Recently i was studying removal of useless symbols in productions given in Ullman Hopcroft.

The grammar goes as follows

S-> aAa | aBC

A -> aS | bD

B - > aBa | b

C-> abb | DD

In the explanation that follows, we eliminate D obviously, but the removal of C still baffles me. As D is non generating, but C is both generating and reachable. So why delete C?
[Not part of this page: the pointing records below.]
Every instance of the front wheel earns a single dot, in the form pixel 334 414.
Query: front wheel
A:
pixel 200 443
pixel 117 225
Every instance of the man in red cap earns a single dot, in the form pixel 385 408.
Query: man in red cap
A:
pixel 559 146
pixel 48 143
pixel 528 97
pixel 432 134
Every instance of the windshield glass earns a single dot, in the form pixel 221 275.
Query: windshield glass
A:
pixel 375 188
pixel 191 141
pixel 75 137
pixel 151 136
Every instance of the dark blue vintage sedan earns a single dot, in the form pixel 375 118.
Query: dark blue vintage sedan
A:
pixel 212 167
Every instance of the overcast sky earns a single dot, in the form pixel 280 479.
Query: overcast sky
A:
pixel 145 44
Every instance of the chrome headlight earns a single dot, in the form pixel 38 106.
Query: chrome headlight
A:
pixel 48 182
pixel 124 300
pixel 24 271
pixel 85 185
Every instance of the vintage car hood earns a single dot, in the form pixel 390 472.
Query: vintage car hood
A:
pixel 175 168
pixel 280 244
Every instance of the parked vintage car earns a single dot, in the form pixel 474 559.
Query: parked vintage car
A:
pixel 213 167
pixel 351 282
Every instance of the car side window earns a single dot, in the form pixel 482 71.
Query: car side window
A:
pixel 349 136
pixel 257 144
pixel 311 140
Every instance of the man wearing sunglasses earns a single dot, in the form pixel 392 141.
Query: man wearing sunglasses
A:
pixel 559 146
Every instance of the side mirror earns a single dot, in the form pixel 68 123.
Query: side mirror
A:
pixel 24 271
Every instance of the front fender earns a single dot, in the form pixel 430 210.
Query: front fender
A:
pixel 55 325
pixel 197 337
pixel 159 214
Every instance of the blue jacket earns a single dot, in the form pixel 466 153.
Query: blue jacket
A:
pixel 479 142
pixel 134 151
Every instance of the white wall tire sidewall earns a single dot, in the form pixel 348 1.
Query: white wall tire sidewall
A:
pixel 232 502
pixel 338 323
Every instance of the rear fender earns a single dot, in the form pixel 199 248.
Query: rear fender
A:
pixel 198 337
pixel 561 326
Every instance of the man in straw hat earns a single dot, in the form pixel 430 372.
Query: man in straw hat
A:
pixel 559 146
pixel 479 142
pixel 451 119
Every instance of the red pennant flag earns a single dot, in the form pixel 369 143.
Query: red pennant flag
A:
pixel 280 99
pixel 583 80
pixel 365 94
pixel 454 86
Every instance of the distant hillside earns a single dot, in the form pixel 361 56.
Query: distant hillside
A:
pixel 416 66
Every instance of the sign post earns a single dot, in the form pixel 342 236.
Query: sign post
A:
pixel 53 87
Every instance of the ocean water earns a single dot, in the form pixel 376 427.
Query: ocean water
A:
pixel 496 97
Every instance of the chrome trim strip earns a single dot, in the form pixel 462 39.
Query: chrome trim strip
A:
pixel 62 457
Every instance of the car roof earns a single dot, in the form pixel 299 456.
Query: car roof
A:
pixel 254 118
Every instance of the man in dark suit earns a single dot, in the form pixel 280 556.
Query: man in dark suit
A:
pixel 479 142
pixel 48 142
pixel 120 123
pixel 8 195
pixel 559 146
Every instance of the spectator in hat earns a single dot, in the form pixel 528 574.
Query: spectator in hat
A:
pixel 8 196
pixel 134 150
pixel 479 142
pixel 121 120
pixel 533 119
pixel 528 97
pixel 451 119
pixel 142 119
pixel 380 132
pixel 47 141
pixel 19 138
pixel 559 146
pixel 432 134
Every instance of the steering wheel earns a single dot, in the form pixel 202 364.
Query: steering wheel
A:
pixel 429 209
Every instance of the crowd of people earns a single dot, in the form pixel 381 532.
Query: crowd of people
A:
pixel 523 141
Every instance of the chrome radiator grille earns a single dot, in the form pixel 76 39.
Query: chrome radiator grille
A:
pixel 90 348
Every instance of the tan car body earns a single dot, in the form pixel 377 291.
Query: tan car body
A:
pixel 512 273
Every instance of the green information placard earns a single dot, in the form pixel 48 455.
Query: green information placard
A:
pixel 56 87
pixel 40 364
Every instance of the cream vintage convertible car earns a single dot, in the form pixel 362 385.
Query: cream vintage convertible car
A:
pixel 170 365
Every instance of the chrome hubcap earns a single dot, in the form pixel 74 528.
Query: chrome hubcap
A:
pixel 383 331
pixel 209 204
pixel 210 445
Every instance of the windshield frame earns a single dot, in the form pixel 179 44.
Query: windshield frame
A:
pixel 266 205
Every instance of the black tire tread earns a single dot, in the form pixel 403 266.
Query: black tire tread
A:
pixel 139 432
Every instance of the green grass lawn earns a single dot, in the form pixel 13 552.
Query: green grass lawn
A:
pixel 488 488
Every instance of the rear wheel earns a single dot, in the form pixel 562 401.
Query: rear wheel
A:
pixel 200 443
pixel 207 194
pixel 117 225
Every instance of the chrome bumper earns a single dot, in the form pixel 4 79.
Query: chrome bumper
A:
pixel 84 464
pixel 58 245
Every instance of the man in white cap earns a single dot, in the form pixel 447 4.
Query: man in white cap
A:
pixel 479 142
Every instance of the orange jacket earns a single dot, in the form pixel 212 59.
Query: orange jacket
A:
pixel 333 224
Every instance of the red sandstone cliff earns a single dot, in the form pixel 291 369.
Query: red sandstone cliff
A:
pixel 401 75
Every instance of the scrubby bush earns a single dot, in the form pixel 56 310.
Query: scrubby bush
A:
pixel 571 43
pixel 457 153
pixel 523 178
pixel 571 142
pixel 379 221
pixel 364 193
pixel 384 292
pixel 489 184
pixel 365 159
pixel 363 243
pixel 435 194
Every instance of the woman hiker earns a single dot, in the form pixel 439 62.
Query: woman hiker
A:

The resultant grammar is shown as

S->aAa

A->aS

B->aBa | b

Here is the link to the photo of the page in the book just in case

Page 240:

Page 241:

• Apparently Hopcroft and Ullman were wrong. There is no reason to eliminate $C$. – Yuval Filmus Feb 22 '14 at 1:58
• I though so too, so I mailed Ullman saying if this is incorrect; he replied that there is a simple explanation to this; but he wont say it because he talks only to bonafide instructors about the book and that he cannot tutor the whole world :/ – Nishad Feb 22 '14 at 2:04
• By the way, in the resulting grammar $B$ is unreachable so can be removed. Perhaps Ullman was joking with you. He's right not to answer everyone, the book is quite popular. – Yuval Filmus Feb 22 '14 at 2:58
• The grammars are not equivalent since the first produces at least the word $ababb$ while the second doesn't produce anything. Are you sure you copied the result correctly? – G. Bach Feb 22 '14 at 3:45
• What edition and page is this? I could only find the 2001 edition (I think that's the second) and on pages 256 and following, the example grammar is different. – G. Bach Feb 22 '14 at 4:04

The simplified grammar obviously contains a typo, as no words containing b are derivable contradicting S -> aBC -> abC -> ababb which the original grammar allows.
The first rule should probably read S -> aAa | aBabb.